Look at anything that is happening around you. A particular incident that happens maybe very much appealing to your emotions, but you need to connect that event to all the events that you find around it. Then you will see, ‘Okay this has happened, but why has it happened? But why has it happened? And if the event is unacceptable and very sad; you think, ‘What has gone wrong?’ You will start exploring the unknown areas. And you will connect it with 360 degree of search, all that you know about it and that can be connected to it.
If this ability is developed in a child, you don’t have to worry about that person. He will know how to understand a fact or a risk and how to mitigate the risk and finally decide. If this quality is not there then even qualified people can only work as an assistant or a data creator or a data provider or a data assistant as they cannot take a risk.
So, encourage children to connect to the information gathered, break the given information into small pieces and reassemble the information.

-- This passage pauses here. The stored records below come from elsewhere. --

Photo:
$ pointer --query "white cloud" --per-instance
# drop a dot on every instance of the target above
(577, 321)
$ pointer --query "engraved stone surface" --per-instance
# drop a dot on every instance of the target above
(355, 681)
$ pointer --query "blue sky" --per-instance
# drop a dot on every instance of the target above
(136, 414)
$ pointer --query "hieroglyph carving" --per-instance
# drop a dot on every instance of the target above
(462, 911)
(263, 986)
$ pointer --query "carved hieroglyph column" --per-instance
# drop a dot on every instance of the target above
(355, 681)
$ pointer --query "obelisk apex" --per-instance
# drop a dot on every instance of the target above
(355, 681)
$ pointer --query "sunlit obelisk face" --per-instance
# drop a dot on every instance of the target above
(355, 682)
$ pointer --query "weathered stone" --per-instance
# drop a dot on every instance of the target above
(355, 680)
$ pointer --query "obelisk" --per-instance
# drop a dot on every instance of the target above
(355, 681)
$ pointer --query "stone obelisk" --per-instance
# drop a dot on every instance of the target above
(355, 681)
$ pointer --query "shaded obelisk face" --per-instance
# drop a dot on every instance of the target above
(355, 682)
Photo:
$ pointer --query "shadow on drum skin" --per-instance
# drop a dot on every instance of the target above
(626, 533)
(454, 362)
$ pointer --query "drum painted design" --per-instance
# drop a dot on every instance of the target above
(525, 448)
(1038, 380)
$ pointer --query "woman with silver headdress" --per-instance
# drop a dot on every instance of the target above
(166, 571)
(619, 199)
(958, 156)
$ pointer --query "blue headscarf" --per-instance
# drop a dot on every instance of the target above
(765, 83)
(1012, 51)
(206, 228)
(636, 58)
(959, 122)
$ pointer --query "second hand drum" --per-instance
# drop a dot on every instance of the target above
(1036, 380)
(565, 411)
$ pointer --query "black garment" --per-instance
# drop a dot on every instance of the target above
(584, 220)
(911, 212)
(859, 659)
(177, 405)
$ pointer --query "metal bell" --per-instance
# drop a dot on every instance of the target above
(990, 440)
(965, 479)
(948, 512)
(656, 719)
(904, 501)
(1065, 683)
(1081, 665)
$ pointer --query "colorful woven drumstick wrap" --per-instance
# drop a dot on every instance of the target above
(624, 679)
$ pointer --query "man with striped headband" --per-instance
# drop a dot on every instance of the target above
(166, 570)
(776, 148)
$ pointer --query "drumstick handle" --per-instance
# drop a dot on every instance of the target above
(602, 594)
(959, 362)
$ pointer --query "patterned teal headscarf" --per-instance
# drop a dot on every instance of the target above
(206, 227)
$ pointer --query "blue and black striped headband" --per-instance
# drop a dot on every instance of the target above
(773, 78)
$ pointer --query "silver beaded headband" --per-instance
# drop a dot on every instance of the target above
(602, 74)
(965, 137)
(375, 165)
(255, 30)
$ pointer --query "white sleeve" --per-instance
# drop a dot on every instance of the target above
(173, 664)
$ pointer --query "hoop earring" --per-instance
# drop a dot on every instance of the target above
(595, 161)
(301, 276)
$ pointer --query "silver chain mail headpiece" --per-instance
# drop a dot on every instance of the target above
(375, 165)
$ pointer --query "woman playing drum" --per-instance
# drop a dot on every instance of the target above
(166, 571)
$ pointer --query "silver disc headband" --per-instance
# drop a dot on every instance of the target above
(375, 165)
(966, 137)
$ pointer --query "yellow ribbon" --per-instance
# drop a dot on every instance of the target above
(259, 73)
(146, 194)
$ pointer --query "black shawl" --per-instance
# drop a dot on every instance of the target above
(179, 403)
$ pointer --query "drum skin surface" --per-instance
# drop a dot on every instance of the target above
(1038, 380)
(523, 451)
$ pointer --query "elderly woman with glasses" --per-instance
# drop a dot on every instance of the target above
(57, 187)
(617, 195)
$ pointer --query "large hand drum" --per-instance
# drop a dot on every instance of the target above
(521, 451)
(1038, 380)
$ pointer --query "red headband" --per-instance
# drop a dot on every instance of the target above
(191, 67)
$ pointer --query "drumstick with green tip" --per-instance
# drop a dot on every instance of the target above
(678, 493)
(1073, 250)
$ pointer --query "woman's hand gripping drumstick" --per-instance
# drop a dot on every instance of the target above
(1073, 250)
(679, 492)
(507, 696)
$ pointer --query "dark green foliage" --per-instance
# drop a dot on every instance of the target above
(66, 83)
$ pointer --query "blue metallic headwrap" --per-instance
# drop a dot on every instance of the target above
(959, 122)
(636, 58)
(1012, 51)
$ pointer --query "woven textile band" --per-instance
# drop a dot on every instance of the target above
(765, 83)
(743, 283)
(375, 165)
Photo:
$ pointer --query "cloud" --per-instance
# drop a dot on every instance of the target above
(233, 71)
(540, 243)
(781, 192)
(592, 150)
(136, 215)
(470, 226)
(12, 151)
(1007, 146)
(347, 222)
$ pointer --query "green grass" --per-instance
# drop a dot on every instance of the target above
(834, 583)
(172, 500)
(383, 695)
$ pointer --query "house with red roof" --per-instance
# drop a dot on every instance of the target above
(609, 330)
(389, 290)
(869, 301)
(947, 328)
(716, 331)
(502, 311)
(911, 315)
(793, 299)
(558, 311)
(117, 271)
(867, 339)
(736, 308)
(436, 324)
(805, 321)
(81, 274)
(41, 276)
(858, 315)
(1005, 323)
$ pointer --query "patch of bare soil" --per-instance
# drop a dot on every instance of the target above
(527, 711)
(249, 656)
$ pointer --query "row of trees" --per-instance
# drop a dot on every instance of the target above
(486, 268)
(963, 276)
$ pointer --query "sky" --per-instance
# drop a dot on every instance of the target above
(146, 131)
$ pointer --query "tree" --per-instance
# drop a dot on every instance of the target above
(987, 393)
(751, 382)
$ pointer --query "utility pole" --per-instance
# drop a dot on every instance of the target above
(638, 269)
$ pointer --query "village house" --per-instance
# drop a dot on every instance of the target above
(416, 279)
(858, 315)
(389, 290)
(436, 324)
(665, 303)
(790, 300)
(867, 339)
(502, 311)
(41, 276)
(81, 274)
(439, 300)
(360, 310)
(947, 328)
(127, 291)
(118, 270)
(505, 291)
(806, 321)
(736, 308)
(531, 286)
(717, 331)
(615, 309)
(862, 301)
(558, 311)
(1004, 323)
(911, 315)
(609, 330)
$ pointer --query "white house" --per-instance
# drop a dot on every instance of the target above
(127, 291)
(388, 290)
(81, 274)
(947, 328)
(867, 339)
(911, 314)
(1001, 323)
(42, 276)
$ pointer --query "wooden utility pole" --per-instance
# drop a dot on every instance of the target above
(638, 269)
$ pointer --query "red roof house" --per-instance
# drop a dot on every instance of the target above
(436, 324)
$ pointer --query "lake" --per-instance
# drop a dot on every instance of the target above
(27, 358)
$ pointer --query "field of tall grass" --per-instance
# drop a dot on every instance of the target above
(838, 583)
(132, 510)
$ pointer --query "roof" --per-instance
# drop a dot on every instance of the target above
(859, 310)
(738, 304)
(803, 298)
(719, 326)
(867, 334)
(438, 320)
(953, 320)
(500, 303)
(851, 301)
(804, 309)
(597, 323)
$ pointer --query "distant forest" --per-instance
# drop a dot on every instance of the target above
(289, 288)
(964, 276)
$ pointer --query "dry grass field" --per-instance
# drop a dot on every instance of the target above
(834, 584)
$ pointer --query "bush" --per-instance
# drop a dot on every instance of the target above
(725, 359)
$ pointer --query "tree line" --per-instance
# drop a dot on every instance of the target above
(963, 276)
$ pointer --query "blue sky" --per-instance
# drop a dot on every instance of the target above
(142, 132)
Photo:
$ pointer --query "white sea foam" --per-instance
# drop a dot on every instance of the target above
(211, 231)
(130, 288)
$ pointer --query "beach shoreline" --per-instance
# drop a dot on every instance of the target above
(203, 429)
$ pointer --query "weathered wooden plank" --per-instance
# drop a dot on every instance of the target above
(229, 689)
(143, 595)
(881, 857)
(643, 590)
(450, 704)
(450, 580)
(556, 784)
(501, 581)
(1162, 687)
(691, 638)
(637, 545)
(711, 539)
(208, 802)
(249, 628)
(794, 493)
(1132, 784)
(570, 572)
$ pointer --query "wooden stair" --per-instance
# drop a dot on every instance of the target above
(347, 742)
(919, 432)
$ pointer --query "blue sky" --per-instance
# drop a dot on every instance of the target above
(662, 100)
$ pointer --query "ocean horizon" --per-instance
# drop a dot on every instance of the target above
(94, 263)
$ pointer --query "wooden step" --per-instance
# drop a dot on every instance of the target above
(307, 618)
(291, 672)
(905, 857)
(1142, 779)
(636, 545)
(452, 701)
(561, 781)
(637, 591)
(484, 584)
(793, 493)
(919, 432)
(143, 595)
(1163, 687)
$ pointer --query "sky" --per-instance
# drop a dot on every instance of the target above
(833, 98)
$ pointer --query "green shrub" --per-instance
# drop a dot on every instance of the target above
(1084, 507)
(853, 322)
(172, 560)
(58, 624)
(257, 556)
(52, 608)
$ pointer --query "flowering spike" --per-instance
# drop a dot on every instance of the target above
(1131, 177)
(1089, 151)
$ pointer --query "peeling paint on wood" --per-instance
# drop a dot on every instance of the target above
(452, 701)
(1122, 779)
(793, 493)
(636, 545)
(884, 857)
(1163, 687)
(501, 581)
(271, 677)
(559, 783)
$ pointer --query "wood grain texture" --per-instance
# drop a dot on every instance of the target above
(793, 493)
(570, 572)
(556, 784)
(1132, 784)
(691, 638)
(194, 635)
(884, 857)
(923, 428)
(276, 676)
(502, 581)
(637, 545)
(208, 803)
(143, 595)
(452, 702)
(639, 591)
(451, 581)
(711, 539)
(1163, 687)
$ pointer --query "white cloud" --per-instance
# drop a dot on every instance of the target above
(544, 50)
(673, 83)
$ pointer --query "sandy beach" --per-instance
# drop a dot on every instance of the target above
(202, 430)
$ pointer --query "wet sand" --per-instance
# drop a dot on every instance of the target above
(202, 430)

Encourage them to connect it to everything they can – to nature, to reality, and to other factors; and test whether this information connects well. If a child fails to connect an information, compromises on connecting an information, then he/she won’t come up in life. I have seen many people who come close to decision making and then turn away. They will not take a decision and they would want to pass on the ladder to you. They don’t have the ability to connect data and understand the risk.
However, the moment the information is owned, fully connected, the child will know the risk and will decide. The decision-making process should, thus, start in a classroom. And if this happens in a classroom, every child will acquire decision-making skill or risk analysing skill. Decision-making cannot happen otherwise.